メンテナンス事業が順調 水門事業の海外製作拠点を検討

日立造船株式会社
執行役員 機械・インフラ事業本部 副事業本部長

鎌屋 明

公開日:2023.10.16

 当NETの姉妹メディアである「週刊鋼構造ジャーナル」では、毎年、橋梁を主事業のひとつと位置付ける鋼構造ファブリケーター各社のトップに経営戦略を尋ねるインタビュー記事を掲載している。その内容について、数回に分けて転載していく。最終回は、日立造船の鎌屋明執行役員と、JFEエンジニアリングの三井田洋介専務執行役員の記事を掲載する。

 ――22年度の業績ならびに23年度の目標は
 鎌屋 22年度のインフラ部門では受注高が264億円、売上高が262億円、営業利益は4億円となった。23年度は受注高260億円、売上高260億円、営業利益は4.5億円を目指す。 22年度の受注高の内訳は橋梁が約100億円で、新設とメンテナンスがほぼ半分、残りが水門、煙突、海洋構造物なっている。23年度では橋梁が約110億円で、新設が約40億円、メンテナンスが約70億円と初めて新設を上回るとみている。
 ――業界を取り巻く環境については
 鎌屋 鋼道路橋については、22年度は国内発注量が15.4万tとなった。新設工事は、国土強靱化の動きから大阪湾岸道路西伸部工事をはじめとする大型プロジェクトが控えており、中期的には増加が見込まれている。ただ、エネルギー価格の上昇をはじめ、物価高騰などによる人件費・資材価格の上昇が影響し、発注を手控えていると感じる。23年度は15万tを割る可能性もあると見込む。
 メンテナンス事業については、阪神高速道路をメインに、落橋防止対策などの耐震補強、ロッキング橋脚の補強工事などの受注活動を展開しており、順調に推移している。昨年度末、高速道路会社が更新計画において新たに約1.5兆円の概算事業費が必要になることを公表した。

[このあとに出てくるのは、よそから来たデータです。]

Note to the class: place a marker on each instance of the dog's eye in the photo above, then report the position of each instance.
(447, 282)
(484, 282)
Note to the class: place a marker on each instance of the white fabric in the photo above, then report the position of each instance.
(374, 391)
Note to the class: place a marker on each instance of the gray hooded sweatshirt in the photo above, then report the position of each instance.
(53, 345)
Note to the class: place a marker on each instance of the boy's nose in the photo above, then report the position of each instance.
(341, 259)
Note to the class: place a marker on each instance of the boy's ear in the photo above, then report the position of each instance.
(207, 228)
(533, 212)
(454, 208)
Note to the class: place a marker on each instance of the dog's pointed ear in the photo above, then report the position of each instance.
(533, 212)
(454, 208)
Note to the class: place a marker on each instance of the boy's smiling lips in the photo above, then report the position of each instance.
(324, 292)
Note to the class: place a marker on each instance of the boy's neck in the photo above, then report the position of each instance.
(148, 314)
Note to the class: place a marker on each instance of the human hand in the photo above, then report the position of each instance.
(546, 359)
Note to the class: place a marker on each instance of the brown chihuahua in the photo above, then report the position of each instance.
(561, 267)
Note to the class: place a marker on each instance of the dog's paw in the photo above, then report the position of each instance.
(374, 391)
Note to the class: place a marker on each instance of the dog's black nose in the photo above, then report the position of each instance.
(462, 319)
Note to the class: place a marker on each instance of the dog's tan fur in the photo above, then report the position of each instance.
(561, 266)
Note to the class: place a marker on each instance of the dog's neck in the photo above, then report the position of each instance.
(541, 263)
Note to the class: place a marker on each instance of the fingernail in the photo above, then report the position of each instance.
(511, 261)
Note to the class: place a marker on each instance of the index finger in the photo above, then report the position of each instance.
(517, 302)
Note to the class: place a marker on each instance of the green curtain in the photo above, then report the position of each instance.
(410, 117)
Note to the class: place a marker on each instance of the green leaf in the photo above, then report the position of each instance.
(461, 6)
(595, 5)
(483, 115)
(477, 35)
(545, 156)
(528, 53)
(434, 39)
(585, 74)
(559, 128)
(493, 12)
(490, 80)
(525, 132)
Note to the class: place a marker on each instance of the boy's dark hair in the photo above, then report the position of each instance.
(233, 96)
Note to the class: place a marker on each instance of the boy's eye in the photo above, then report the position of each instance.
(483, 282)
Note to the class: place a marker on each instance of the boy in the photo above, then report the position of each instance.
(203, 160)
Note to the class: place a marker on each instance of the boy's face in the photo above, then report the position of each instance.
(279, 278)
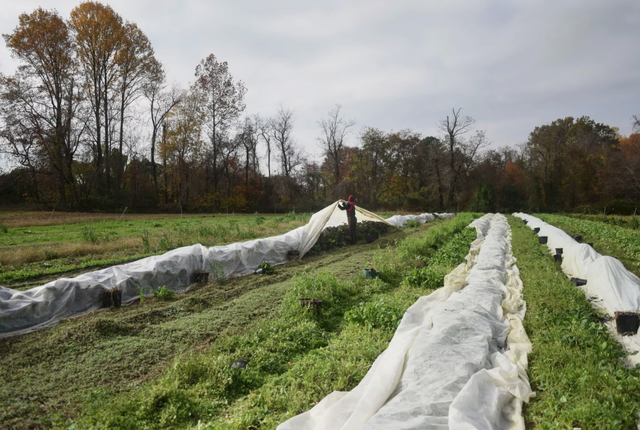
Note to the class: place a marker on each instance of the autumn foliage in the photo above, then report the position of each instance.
(88, 122)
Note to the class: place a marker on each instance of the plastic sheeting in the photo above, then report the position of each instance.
(610, 286)
(401, 220)
(457, 360)
(40, 307)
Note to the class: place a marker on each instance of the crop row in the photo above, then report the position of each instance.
(607, 239)
(575, 366)
(294, 359)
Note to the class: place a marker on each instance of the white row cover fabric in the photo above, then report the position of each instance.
(610, 286)
(606, 276)
(457, 360)
(40, 307)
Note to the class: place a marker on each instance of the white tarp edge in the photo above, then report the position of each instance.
(44, 306)
(450, 363)
(610, 286)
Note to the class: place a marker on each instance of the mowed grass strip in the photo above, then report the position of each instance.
(296, 356)
(33, 252)
(45, 376)
(575, 367)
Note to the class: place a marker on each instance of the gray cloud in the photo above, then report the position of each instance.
(512, 65)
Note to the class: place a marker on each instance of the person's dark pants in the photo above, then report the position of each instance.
(352, 228)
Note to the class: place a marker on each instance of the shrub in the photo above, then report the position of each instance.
(377, 314)
(145, 241)
(89, 235)
(431, 277)
(267, 268)
(164, 293)
(217, 271)
(335, 295)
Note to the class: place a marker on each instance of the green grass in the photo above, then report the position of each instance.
(575, 367)
(30, 255)
(50, 373)
(629, 221)
(166, 364)
(607, 239)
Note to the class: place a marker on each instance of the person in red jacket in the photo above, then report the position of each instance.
(350, 207)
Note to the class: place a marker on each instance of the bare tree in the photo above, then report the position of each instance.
(281, 127)
(161, 102)
(249, 137)
(264, 129)
(462, 152)
(334, 129)
(224, 103)
(99, 36)
(135, 61)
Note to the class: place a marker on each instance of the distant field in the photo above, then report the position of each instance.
(36, 246)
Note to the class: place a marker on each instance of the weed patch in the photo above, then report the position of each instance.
(575, 366)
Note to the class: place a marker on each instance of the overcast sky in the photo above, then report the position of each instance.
(511, 65)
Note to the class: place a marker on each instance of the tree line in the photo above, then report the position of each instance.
(91, 124)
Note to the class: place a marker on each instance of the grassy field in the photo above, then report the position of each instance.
(36, 247)
(575, 367)
(165, 364)
(607, 239)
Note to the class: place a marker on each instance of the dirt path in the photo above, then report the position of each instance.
(52, 371)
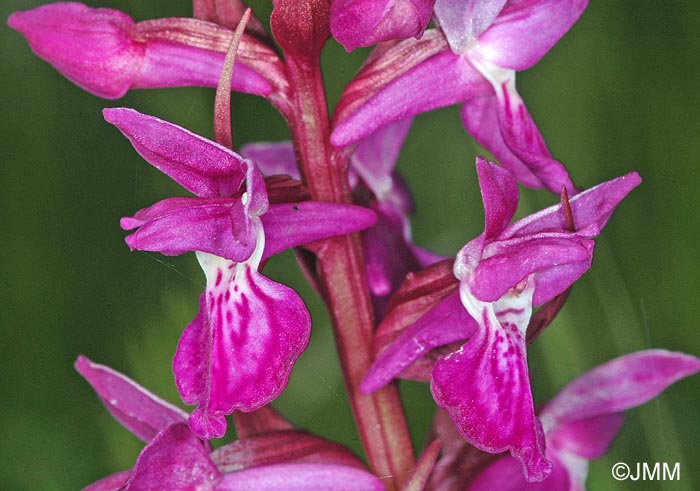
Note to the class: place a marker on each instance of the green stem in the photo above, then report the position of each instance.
(380, 417)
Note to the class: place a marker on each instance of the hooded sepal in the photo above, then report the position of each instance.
(175, 460)
(138, 410)
(366, 22)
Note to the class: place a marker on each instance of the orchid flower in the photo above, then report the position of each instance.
(356, 23)
(238, 352)
(579, 424)
(475, 63)
(503, 273)
(388, 246)
(104, 52)
(174, 458)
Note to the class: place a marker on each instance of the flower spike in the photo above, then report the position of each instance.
(503, 273)
(239, 350)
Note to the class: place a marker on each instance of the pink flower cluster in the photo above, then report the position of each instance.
(399, 311)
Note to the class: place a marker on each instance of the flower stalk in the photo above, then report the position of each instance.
(379, 417)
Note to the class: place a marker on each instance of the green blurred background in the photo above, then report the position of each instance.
(618, 93)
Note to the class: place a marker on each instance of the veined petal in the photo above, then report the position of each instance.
(485, 388)
(238, 352)
(295, 224)
(300, 477)
(556, 261)
(175, 459)
(506, 475)
(90, 47)
(178, 225)
(356, 23)
(592, 207)
(197, 164)
(620, 384)
(374, 159)
(115, 482)
(518, 131)
(457, 79)
(463, 21)
(445, 323)
(526, 30)
(273, 158)
(138, 410)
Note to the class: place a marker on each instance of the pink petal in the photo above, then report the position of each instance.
(167, 64)
(506, 475)
(480, 118)
(178, 225)
(134, 407)
(592, 207)
(356, 23)
(277, 447)
(105, 53)
(238, 352)
(526, 30)
(264, 420)
(227, 13)
(199, 165)
(500, 195)
(413, 93)
(445, 323)
(389, 253)
(90, 47)
(255, 197)
(588, 438)
(463, 21)
(294, 224)
(519, 136)
(300, 477)
(273, 158)
(620, 384)
(374, 159)
(115, 482)
(556, 259)
(175, 459)
(485, 388)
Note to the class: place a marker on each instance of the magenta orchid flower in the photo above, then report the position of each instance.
(583, 419)
(483, 383)
(104, 52)
(175, 458)
(239, 350)
(390, 252)
(356, 23)
(485, 44)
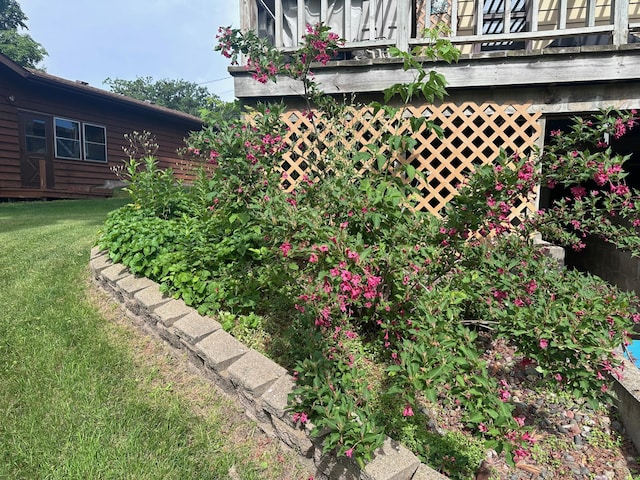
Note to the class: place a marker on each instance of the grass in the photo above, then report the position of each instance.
(83, 394)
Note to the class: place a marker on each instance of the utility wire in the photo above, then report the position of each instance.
(213, 81)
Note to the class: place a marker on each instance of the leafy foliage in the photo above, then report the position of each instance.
(395, 306)
(19, 47)
(181, 95)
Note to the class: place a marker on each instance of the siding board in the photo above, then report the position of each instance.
(45, 95)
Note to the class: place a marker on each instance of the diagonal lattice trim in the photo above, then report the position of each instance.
(474, 134)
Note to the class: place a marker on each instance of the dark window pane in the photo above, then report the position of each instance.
(94, 134)
(35, 128)
(36, 144)
(67, 129)
(67, 148)
(95, 151)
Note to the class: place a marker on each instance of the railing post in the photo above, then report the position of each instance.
(620, 22)
(278, 23)
(404, 24)
(248, 15)
(454, 18)
(302, 24)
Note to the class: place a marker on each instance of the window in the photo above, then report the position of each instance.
(35, 134)
(75, 143)
(495, 15)
(67, 135)
(95, 143)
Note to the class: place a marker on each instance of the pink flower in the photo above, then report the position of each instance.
(578, 192)
(300, 417)
(285, 248)
(519, 454)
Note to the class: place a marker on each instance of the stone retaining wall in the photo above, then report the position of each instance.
(257, 383)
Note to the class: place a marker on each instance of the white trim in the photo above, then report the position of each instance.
(85, 141)
(55, 138)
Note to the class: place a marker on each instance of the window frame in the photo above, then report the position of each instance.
(56, 137)
(82, 141)
(85, 141)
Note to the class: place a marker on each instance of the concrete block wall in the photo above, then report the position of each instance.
(258, 384)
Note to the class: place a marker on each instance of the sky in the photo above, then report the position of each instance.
(91, 40)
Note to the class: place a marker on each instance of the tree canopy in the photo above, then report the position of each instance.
(179, 95)
(19, 47)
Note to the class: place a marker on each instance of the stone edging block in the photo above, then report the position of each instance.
(194, 327)
(219, 350)
(258, 383)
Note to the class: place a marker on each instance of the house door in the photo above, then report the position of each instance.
(36, 151)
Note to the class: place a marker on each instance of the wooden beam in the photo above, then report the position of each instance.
(533, 14)
(347, 35)
(403, 16)
(248, 15)
(506, 23)
(620, 22)
(301, 23)
(562, 15)
(590, 21)
(540, 69)
(454, 17)
(498, 37)
(278, 24)
(479, 19)
(372, 20)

これにより、RC床版取替工事などの大規模更新事業が見込まれる。
 ――水門事業については
 鎌屋 水門事業については、海外でかなり活発になっていくと見込まれ、海外に製作拠点を確保することを検討している。全社で展開しているタイやインドネシアの現地法人などから情報収集を行いながら、東南アジアで検討している。現地に製作工場を設け、海外で受注した水門関連の案件をすべてそこで行い、将来的には全社的に使える製作拠点にする。当社の方針の一つとして、海外売上高を50%にする目標を掲げていることから、海外展開に注力する必要がある。われわれも乗り遅れないようにしなければならない。
 ダムに関しては、再開発工事や中小規模ダムの部分更新、改造・修繕工事が増えつつあることから、今後1,000億円の市場規模になると予測。世界的なカーボンニュートラル(CN)の動きから、水力発電の発電効率を上げるハイブリッドダムが注目されている。
 売上構成で見ると、水門事業は昨年度、これまで鉄構事業の中で一番大きかった橋梁部門を超えた。今年度は受注でも最大になる可能性がある。
 ――煙突事業については
 鎌屋 煙突事業は、政府が表明した50年度までのCN達成の動きに呼応し、設備の延命化の流れから長寿命化・更新工事の発注が一定量見込まれる。LNG利用、石炭火力のアンモニアとの混焼、バイオマス発電などの新設が見込まれる。
 ――防災分野については
 鎌屋 海底設置型フラップゲート式水門の受注第2号機設置完了後、計画や引き合いはあるが、受注までは至っていない。陸上設置型の設備「neoRiSe(ネオライズ)」は一服感があり、今後の受注に向けて、現在、新たな地域での営業活動を進めている。


天草未来大橋

 ――働き方改革について
 鎌屋 国などの現場はほぼ4週8休となっているが、民間ではまだ達成できていない。当社では営業、設計、現場などの部門ごとで、▽生産性の向上と総労働時間の低減▽長時間労働者のフォロー▽休み方の改革――に関して、アクションプランを策定している。具体的には業務の標準化を図るために、技術者の多能工化などの取り組み、業務の底上げ、外部からのシステムツールの導入などを推進している。現場での長時間労働を是正させるため、各現場で安全作業に向けたICTの導入・活用、一部書類のフォーマットの統一による書類製作の省人化、省力化の実現をしている。